J3C.1 Neural Network Estimates of Cloud Water Content Profiles from Passive Satellite Imagery

Monday, 29 January 2024: 1:45 PM
338 (The Baltimore Convention Center)
Charles White, CIRA, Fort Collins, CO; and Y. J. Noh, J. M. Haynes, and I. Ebert-Uphoff

Accurate estimates of three-dimensional cloud properties are essential for short-term prediction of visibility, assessing the potential for aircraft icing-related hazards, and more generally for our understanding of the earth’s weather and climate processes. Space-borne cloud-profiling instruments onboard the CloudSat and the Cloud-Aerosol Lidar and Infrared Pathfinder Satellite Observation (CALIPSO) satellites have offered such observations in the past.

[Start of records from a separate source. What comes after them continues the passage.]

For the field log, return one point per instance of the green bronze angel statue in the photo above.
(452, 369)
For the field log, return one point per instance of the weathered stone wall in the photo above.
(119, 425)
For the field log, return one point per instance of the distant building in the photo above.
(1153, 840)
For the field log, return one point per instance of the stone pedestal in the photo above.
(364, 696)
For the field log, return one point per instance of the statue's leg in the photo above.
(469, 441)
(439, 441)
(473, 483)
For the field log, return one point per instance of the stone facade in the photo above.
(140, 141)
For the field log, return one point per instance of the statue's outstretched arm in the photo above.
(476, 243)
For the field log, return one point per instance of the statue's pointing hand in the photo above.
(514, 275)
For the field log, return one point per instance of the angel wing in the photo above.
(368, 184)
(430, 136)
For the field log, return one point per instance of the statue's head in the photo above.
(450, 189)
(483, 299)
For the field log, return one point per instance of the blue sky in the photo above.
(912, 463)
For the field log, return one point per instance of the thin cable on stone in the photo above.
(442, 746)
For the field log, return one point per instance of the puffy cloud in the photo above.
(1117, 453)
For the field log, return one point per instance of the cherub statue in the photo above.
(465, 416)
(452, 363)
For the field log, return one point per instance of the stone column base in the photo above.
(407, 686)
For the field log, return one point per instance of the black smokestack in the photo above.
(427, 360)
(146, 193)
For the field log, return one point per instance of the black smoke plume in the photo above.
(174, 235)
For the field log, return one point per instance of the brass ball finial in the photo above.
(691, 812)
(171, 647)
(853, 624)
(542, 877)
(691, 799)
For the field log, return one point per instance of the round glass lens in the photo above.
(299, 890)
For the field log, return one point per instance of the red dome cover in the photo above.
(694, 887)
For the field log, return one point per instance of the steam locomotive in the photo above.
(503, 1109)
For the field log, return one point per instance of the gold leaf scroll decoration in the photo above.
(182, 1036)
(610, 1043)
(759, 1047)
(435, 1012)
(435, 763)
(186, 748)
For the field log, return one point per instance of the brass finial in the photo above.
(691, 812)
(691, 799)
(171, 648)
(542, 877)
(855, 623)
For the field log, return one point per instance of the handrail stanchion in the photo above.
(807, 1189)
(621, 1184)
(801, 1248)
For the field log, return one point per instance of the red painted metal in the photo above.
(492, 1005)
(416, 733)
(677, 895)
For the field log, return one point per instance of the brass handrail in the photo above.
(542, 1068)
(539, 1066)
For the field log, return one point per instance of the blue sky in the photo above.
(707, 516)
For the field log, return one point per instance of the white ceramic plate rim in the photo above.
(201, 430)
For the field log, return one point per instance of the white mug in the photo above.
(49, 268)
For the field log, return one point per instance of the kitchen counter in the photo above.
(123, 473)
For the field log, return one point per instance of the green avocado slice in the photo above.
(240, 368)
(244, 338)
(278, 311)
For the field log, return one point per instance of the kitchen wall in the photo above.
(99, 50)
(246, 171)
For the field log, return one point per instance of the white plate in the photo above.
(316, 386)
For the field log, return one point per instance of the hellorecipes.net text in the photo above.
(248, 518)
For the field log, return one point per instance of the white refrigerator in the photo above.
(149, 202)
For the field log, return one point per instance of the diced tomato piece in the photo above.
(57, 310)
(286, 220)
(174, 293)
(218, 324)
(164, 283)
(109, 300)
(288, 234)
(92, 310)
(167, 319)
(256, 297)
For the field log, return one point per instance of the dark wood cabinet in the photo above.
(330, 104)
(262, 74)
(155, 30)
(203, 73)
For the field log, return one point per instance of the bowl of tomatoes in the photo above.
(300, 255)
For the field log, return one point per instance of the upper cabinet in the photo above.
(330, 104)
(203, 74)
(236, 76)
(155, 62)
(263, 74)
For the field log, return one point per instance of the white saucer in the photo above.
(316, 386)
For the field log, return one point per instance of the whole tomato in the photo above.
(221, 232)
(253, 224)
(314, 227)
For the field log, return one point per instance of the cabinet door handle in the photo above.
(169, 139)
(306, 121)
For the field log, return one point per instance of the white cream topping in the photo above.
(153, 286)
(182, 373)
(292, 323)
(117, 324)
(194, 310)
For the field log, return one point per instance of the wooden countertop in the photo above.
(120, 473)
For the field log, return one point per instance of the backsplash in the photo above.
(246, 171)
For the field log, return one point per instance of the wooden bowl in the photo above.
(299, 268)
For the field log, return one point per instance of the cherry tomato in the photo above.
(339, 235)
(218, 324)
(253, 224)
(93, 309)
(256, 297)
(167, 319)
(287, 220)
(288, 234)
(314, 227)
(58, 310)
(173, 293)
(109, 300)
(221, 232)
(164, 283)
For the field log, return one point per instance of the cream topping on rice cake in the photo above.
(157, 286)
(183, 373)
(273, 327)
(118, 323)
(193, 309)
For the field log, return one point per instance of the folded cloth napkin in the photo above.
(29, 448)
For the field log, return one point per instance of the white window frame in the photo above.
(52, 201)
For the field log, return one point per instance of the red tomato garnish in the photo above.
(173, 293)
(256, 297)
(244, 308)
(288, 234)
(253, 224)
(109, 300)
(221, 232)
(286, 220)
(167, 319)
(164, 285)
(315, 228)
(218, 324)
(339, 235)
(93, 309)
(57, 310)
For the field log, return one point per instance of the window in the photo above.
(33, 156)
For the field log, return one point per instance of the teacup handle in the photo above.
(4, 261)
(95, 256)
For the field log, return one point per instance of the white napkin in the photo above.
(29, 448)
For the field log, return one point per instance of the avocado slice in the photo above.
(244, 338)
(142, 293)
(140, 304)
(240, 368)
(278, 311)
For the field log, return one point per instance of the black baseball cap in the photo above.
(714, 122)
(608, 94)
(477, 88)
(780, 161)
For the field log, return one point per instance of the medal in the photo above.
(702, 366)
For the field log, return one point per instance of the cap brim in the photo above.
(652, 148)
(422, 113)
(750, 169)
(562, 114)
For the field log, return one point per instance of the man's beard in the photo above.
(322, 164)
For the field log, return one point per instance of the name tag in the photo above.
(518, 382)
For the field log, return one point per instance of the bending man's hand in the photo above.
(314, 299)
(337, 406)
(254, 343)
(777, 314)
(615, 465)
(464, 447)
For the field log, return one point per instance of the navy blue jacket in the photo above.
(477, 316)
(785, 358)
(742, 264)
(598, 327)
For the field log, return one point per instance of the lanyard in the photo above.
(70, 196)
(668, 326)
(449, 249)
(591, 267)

However, their spatial and temporal coverage is extremely sparse relative to passive satellite imagery and insufficient for most near-real-time applications. Low-earth orbiting (LEO) satellites such as the Visible Infrared Imaging Radiometer Suite (VIIRS), and particularly geostationary (GEO) imagers such as the Advanced Baseline Imager (ABI) are much more relevant to time-sensitive applications, but their observations ultimately lack the same sensitivity to vertical variation of cloud properties. This presentation aims to explore the use of the information provided by high-spatial-resolution imagery from LEO and GEO satellites to inform the estimation of cloud water content at several vertical levels. To achieve this, we train neural networks to estimate vertical PDFs of cloud water content observed in collocated VIIRS and CloudSat/CALIPSO observations. Preliminary results illustrate that we are able to significantly improve upon previous methods. Furthermore, we illustrate a potential pathway towards transitioning ML models trained on VIIRS data to five different GEO imagers. This allows for global low- and middle-latitude estimates of vertically-resolved cloud water for single-layer non-precipitating clouds.